Based on promising clinical results of the previous study, a multi-centre randomised phase II clinical study has been undertaken. The primary objective of this multi-center 'proof-of-concept' trial was to examine whether an adjuvant treatment of patients with Stage IIIb inoperable non small lung cell carcinoma (NSCLC) after platinum-based radio(chemo)therapy 'Standard of Care' with TKD/IL-2 activated, autologous NK cells is clinically effective. As we have already shown that a membrane Hsp70-positive tumor phenotype is associated with poor clinical outcome, only patients that have membrane Hsp70-positive tumors were recruited into the trial.



The primary endpoint of this study was a comparison of progression-free survival (PFS) of patients treated with ex vivo activated NK cells with that of patients who were treated with radio(chemo)therapy alone. Secondary endpoints in both study groups were overall survival, toxicity, quality-of-life, and biological responses.

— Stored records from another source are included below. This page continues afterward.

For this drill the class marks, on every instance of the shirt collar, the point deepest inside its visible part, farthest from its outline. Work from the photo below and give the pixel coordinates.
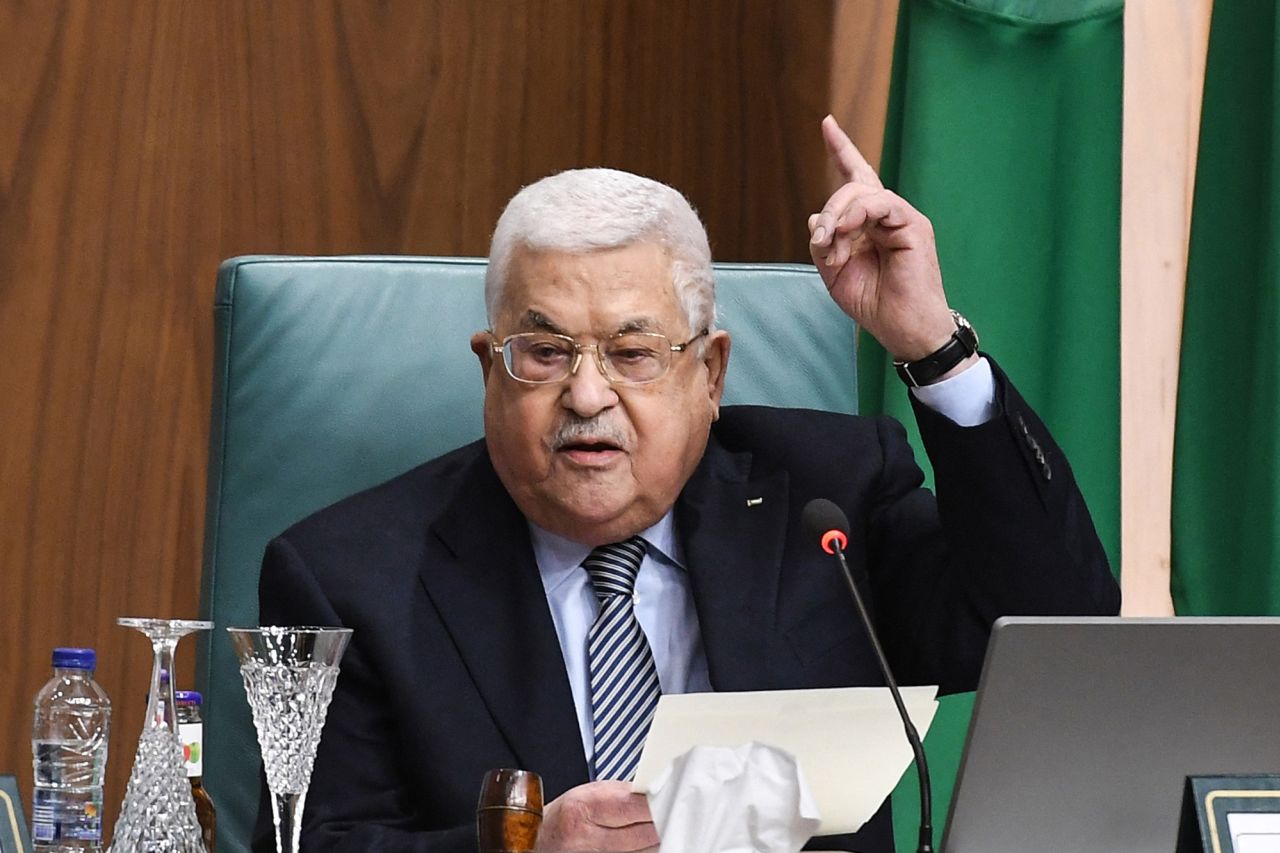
(560, 559)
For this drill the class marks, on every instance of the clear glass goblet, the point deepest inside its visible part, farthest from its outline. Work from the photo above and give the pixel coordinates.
(289, 674)
(159, 812)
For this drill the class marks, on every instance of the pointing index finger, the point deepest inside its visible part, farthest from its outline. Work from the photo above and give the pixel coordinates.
(846, 156)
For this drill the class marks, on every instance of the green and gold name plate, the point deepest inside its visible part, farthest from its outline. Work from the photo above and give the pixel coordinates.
(14, 836)
(1230, 815)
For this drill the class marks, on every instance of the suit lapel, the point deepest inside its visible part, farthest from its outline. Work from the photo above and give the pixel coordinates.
(488, 592)
(734, 530)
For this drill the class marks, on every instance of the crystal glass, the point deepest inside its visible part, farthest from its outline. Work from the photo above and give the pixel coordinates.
(159, 812)
(289, 674)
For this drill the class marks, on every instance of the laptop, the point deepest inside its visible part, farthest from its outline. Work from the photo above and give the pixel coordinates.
(1084, 729)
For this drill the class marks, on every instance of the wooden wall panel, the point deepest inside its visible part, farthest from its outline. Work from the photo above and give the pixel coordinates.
(142, 141)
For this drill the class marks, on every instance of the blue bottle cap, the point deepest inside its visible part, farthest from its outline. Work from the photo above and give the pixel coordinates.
(76, 658)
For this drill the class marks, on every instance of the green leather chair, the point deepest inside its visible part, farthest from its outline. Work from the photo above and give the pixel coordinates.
(333, 374)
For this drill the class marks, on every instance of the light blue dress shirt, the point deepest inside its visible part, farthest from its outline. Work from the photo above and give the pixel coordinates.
(663, 598)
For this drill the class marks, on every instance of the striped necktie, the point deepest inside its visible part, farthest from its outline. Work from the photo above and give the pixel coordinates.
(624, 678)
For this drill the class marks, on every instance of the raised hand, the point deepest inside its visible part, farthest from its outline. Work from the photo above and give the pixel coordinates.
(877, 256)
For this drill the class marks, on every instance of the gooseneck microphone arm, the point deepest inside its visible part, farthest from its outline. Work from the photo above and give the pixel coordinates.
(830, 527)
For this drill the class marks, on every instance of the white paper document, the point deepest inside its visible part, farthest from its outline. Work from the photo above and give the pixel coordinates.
(849, 742)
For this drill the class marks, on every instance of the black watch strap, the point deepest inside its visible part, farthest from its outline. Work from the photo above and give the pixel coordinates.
(922, 372)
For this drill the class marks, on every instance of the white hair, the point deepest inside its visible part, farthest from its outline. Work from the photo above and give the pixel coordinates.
(584, 210)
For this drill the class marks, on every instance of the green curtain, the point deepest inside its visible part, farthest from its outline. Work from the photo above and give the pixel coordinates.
(1004, 128)
(1226, 474)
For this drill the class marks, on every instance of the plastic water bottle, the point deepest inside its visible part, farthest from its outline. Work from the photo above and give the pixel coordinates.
(68, 746)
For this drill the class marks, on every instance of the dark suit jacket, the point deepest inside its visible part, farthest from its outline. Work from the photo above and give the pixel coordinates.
(455, 666)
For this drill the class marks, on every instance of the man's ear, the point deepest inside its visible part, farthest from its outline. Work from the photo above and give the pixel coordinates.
(481, 346)
(716, 357)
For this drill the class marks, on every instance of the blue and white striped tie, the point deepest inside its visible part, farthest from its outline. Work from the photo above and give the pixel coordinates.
(624, 678)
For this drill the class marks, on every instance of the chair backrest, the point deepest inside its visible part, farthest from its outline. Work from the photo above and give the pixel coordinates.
(333, 374)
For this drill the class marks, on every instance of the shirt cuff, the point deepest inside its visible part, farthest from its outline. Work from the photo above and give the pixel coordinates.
(968, 398)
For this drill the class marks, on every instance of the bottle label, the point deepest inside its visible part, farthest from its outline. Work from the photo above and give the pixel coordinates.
(192, 735)
(59, 816)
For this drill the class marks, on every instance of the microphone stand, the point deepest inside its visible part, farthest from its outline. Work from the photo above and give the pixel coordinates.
(926, 839)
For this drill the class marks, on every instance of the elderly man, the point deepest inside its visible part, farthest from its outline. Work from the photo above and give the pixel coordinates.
(522, 601)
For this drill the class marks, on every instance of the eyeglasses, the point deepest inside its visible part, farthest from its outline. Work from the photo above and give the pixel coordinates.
(629, 357)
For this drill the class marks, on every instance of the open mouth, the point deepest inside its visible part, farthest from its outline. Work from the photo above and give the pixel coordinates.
(590, 451)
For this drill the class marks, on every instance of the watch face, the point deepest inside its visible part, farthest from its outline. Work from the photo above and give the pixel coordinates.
(967, 333)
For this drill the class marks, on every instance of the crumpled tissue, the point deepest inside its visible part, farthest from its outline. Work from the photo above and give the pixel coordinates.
(734, 799)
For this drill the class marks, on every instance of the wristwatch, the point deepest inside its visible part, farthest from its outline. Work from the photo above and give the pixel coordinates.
(922, 372)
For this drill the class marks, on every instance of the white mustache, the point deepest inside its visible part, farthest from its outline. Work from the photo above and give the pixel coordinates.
(575, 432)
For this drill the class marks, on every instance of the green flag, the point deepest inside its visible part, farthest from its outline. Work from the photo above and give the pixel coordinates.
(1004, 128)
(1226, 474)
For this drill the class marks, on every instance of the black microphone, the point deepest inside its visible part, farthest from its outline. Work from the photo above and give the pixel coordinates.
(828, 527)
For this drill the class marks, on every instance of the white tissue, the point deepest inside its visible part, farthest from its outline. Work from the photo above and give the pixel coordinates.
(734, 799)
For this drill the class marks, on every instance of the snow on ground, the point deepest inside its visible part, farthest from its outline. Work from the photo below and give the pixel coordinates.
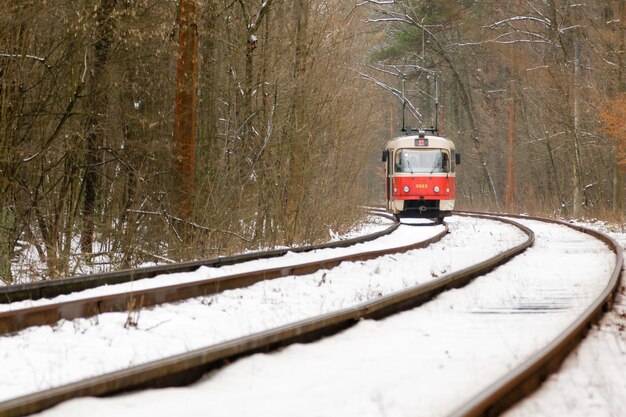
(291, 258)
(425, 361)
(42, 357)
(592, 380)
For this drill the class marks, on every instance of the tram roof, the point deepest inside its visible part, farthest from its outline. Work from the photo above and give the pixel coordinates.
(409, 141)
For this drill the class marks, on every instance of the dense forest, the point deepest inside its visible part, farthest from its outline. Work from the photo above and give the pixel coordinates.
(137, 131)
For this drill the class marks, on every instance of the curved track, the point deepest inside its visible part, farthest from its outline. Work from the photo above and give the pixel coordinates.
(188, 367)
(48, 314)
(525, 378)
(53, 288)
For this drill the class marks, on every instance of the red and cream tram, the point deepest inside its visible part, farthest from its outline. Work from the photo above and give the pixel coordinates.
(420, 172)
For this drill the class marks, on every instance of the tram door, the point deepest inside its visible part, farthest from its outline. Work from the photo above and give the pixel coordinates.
(389, 177)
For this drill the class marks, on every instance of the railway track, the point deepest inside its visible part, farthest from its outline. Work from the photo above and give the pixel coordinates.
(188, 367)
(528, 376)
(53, 312)
(182, 369)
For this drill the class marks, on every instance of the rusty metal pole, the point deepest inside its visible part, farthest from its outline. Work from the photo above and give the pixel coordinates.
(509, 197)
(184, 146)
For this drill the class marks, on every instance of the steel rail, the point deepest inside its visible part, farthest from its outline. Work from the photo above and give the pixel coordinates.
(49, 314)
(527, 377)
(188, 367)
(53, 288)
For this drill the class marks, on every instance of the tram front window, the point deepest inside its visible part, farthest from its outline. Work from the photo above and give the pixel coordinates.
(422, 161)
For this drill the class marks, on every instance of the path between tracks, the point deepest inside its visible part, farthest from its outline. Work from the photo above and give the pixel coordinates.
(426, 361)
(82, 348)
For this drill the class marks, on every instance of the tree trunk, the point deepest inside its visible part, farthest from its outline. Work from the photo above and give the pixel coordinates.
(184, 146)
(97, 107)
(299, 138)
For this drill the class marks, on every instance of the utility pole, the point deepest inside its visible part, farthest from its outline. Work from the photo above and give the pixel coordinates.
(577, 167)
(509, 196)
(184, 145)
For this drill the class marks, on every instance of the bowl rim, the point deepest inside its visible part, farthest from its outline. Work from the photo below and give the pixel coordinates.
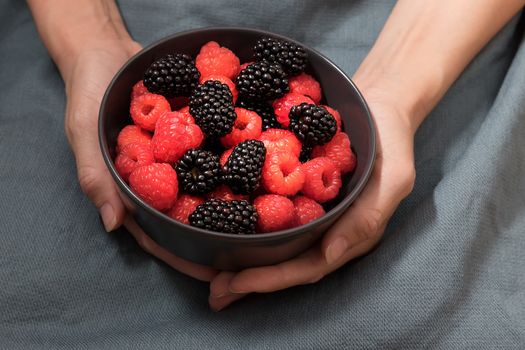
(253, 238)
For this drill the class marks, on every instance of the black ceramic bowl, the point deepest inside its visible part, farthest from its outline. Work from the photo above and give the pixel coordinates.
(228, 251)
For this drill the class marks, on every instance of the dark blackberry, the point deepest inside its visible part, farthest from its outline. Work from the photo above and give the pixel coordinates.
(211, 104)
(312, 124)
(263, 109)
(172, 75)
(242, 171)
(198, 171)
(290, 56)
(237, 216)
(262, 81)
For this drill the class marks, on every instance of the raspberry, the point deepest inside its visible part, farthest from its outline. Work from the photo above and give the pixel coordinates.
(323, 179)
(305, 84)
(216, 60)
(282, 174)
(225, 216)
(139, 89)
(130, 134)
(183, 207)
(306, 210)
(338, 150)
(225, 81)
(275, 213)
(156, 184)
(276, 140)
(225, 193)
(283, 105)
(132, 156)
(248, 125)
(147, 108)
(336, 116)
(174, 135)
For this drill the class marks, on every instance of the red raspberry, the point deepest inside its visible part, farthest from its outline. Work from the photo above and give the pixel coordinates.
(275, 213)
(225, 81)
(282, 173)
(216, 60)
(282, 106)
(338, 150)
(132, 156)
(225, 193)
(306, 210)
(323, 179)
(130, 134)
(174, 135)
(139, 89)
(336, 116)
(248, 125)
(156, 184)
(147, 108)
(184, 207)
(279, 140)
(305, 84)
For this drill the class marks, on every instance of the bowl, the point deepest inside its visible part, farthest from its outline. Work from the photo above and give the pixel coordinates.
(220, 250)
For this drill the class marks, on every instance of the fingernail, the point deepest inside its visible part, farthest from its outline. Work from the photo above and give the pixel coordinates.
(336, 250)
(108, 216)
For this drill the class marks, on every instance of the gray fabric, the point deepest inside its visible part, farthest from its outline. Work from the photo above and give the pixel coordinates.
(448, 274)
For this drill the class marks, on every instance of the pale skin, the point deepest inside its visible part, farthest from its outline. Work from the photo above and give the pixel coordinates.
(423, 48)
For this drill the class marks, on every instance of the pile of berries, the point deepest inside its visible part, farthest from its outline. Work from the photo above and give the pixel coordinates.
(231, 147)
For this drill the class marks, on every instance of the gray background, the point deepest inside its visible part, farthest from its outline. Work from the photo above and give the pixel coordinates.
(448, 274)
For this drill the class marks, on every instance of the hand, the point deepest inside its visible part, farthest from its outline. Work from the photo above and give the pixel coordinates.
(356, 232)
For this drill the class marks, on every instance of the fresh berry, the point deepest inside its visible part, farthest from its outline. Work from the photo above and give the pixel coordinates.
(283, 105)
(147, 108)
(279, 140)
(130, 134)
(242, 171)
(290, 55)
(275, 213)
(132, 156)
(156, 184)
(313, 125)
(248, 125)
(211, 104)
(216, 60)
(184, 206)
(305, 84)
(225, 81)
(282, 173)
(198, 171)
(238, 217)
(174, 135)
(339, 151)
(263, 109)
(225, 193)
(172, 75)
(138, 89)
(323, 179)
(262, 81)
(306, 210)
(336, 116)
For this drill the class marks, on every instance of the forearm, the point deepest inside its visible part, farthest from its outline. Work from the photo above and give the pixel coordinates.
(424, 47)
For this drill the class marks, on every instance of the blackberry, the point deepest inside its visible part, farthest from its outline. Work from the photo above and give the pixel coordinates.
(198, 171)
(263, 109)
(242, 171)
(290, 56)
(262, 81)
(211, 104)
(172, 75)
(312, 124)
(237, 216)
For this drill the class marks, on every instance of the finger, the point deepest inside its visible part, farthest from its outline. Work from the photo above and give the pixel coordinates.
(200, 272)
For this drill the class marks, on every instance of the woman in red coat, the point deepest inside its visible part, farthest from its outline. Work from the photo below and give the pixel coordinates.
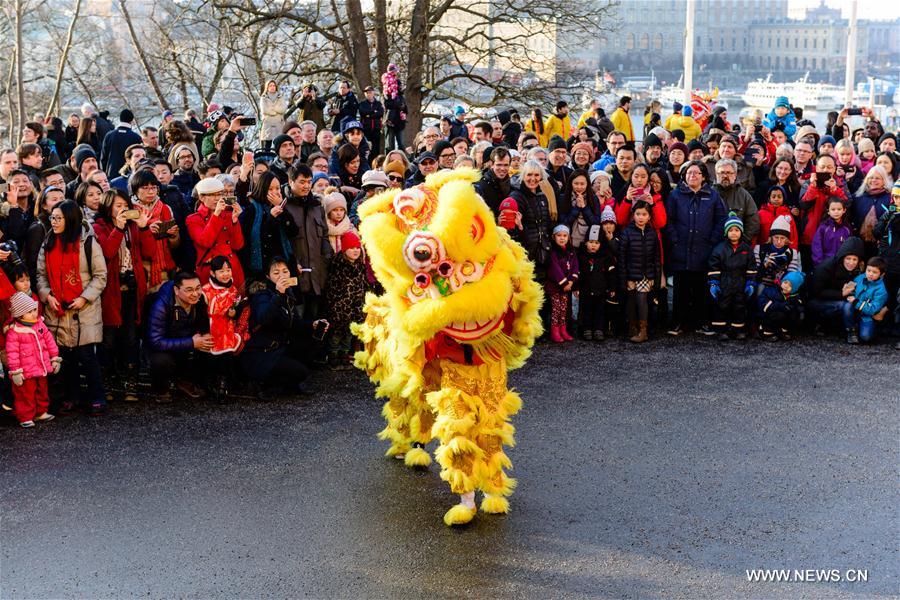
(123, 297)
(215, 230)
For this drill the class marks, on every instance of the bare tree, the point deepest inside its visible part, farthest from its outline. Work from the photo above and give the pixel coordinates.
(148, 70)
(63, 58)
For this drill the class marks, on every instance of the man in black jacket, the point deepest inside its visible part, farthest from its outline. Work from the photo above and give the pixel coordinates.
(178, 337)
(832, 281)
(346, 108)
(494, 186)
(371, 113)
(112, 153)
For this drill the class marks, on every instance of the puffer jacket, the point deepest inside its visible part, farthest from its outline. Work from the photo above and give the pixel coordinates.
(596, 270)
(110, 238)
(563, 270)
(829, 277)
(695, 226)
(169, 327)
(639, 255)
(767, 215)
(86, 327)
(536, 225)
(687, 124)
(814, 206)
(732, 266)
(272, 109)
(30, 348)
(870, 296)
(828, 239)
(739, 201)
(865, 203)
(216, 236)
(887, 232)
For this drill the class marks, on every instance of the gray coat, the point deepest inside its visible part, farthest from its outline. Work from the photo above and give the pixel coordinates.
(311, 246)
(88, 327)
(739, 201)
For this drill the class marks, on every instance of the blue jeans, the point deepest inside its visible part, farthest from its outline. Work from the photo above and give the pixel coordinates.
(853, 318)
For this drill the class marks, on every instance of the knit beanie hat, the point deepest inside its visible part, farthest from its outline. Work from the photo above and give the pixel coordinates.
(440, 146)
(395, 166)
(21, 303)
(319, 176)
(334, 200)
(556, 143)
(733, 221)
(350, 240)
(696, 144)
(781, 226)
(680, 146)
(608, 215)
(586, 146)
(280, 139)
(652, 140)
(777, 187)
(82, 154)
(827, 139)
(782, 101)
(796, 278)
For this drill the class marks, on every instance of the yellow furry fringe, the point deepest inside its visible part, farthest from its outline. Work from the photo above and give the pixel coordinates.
(494, 505)
(417, 457)
(459, 514)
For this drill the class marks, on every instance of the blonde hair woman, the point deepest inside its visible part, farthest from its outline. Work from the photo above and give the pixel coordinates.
(272, 106)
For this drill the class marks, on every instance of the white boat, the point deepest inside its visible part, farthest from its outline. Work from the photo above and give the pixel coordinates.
(801, 94)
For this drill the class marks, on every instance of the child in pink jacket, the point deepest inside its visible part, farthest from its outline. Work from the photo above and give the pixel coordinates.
(32, 354)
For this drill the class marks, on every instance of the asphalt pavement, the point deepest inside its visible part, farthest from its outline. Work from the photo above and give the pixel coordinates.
(657, 471)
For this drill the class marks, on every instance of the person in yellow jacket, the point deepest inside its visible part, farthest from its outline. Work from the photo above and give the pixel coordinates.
(589, 113)
(559, 123)
(621, 120)
(686, 123)
(537, 126)
(676, 114)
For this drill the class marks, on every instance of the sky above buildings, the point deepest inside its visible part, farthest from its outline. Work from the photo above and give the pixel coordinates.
(866, 9)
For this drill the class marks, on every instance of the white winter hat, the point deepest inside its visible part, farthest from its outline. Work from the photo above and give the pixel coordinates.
(21, 303)
(210, 185)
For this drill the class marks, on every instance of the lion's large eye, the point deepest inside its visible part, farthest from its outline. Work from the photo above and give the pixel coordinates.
(423, 251)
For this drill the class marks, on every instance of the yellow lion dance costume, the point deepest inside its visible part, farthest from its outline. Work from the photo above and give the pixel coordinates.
(460, 308)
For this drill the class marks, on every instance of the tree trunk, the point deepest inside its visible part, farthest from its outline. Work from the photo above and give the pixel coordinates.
(20, 82)
(64, 57)
(418, 49)
(10, 108)
(361, 60)
(151, 78)
(382, 50)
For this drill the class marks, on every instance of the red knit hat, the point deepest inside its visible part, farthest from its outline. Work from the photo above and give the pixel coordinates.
(350, 240)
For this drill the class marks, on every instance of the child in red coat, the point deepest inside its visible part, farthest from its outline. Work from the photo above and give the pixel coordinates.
(227, 328)
(32, 354)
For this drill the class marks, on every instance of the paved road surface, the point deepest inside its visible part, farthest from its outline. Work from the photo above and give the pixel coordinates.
(665, 470)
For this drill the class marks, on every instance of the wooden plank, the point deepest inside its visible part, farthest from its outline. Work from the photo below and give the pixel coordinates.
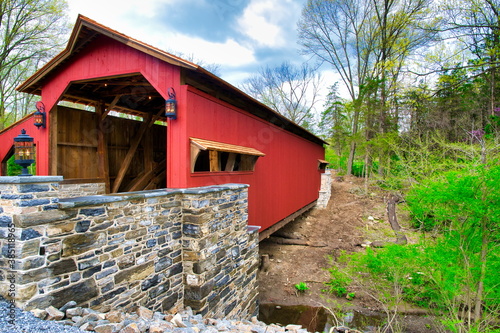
(102, 146)
(230, 162)
(275, 227)
(148, 158)
(214, 161)
(153, 184)
(53, 139)
(131, 152)
(77, 144)
(219, 146)
(195, 151)
(142, 180)
(110, 107)
(247, 162)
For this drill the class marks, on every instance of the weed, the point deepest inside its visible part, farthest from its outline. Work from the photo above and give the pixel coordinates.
(301, 287)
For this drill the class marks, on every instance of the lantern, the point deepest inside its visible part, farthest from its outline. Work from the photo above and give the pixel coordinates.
(24, 152)
(171, 104)
(39, 116)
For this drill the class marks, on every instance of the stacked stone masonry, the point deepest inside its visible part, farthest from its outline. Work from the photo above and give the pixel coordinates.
(162, 249)
(325, 191)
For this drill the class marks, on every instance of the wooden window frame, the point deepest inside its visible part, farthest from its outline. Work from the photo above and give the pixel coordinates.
(224, 157)
(322, 164)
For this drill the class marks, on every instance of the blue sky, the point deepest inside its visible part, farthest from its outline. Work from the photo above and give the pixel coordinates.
(239, 35)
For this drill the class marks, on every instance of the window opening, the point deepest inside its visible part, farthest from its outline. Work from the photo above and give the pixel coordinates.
(215, 156)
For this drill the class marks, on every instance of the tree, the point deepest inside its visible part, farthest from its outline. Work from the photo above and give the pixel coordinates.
(338, 32)
(475, 25)
(367, 42)
(288, 89)
(31, 31)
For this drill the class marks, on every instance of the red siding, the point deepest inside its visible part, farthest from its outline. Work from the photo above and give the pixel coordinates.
(40, 138)
(107, 57)
(284, 180)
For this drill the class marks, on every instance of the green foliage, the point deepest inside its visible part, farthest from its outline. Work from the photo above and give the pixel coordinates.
(443, 273)
(301, 287)
(466, 196)
(14, 169)
(339, 281)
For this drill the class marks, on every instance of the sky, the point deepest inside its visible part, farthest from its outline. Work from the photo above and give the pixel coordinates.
(240, 36)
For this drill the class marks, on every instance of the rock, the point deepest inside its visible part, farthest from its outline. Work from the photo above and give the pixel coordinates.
(158, 316)
(74, 312)
(108, 328)
(143, 325)
(177, 321)
(54, 314)
(115, 316)
(131, 328)
(88, 326)
(145, 313)
(161, 327)
(293, 328)
(42, 314)
(91, 317)
(69, 305)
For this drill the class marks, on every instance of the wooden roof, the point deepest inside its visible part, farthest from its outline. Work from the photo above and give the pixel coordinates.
(87, 30)
(219, 146)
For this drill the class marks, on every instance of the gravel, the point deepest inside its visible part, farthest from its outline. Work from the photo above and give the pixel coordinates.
(14, 320)
(26, 322)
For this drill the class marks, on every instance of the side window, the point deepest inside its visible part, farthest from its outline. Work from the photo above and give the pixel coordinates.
(322, 164)
(211, 156)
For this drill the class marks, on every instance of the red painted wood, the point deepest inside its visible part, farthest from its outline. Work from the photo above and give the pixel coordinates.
(107, 57)
(284, 180)
(40, 138)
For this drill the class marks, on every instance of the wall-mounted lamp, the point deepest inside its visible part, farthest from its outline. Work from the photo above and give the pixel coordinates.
(24, 152)
(39, 116)
(171, 104)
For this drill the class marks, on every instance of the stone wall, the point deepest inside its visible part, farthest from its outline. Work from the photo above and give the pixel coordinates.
(70, 190)
(325, 191)
(162, 249)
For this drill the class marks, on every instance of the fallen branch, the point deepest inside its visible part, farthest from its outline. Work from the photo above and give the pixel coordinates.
(393, 221)
(288, 241)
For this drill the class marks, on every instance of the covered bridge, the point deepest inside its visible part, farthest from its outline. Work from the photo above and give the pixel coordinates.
(219, 134)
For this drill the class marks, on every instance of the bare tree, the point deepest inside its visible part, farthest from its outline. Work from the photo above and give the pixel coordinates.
(288, 89)
(367, 42)
(31, 32)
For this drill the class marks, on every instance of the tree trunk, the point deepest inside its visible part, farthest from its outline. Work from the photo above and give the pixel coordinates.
(482, 275)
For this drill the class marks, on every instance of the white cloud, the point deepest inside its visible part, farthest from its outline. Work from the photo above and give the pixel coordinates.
(229, 53)
(114, 10)
(124, 18)
(267, 22)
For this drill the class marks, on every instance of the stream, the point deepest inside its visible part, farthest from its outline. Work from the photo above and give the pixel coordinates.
(317, 319)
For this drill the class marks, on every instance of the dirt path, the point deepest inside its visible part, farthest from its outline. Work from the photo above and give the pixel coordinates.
(341, 226)
(353, 216)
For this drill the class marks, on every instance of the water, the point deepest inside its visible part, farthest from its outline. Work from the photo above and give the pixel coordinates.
(317, 319)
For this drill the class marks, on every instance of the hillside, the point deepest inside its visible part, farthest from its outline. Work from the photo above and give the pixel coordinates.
(353, 217)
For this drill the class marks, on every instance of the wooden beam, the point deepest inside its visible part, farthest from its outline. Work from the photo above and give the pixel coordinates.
(195, 151)
(153, 184)
(130, 154)
(53, 138)
(214, 160)
(102, 146)
(275, 227)
(230, 162)
(110, 107)
(140, 182)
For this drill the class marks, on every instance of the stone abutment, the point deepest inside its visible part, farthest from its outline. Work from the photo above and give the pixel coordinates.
(162, 249)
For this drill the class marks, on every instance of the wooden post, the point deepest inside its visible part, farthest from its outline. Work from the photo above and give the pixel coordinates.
(102, 146)
(53, 140)
(214, 160)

The trial demonstrated that ENKASTIM-ev delivered clinical benefit in 5 out of 7 patients (71%; PFS 13 months; including one patient who left the trial after 15 months PFS - see Case Study below), with one complete response. This contrasts with 2 out of 7 patients (28%, median PFS 8 months) deriving clinical benefit from the radio(chemo)therapy alone in the control group (Multhoff et al., 2020). Also of importance was the finding that no significant side-effects were observed.




Clinical Case Study: Non Small Cell Lung Cancer

 ENKASTIM-ev followed by second-line PD-1 inhibition has been shown to deliver long-term disease control in a patient with Stage IIIb inoperable non small lung cell carcinoma (NSCLC) after platinum-based radio(chemo)therapy (Kokowski et al., 2019).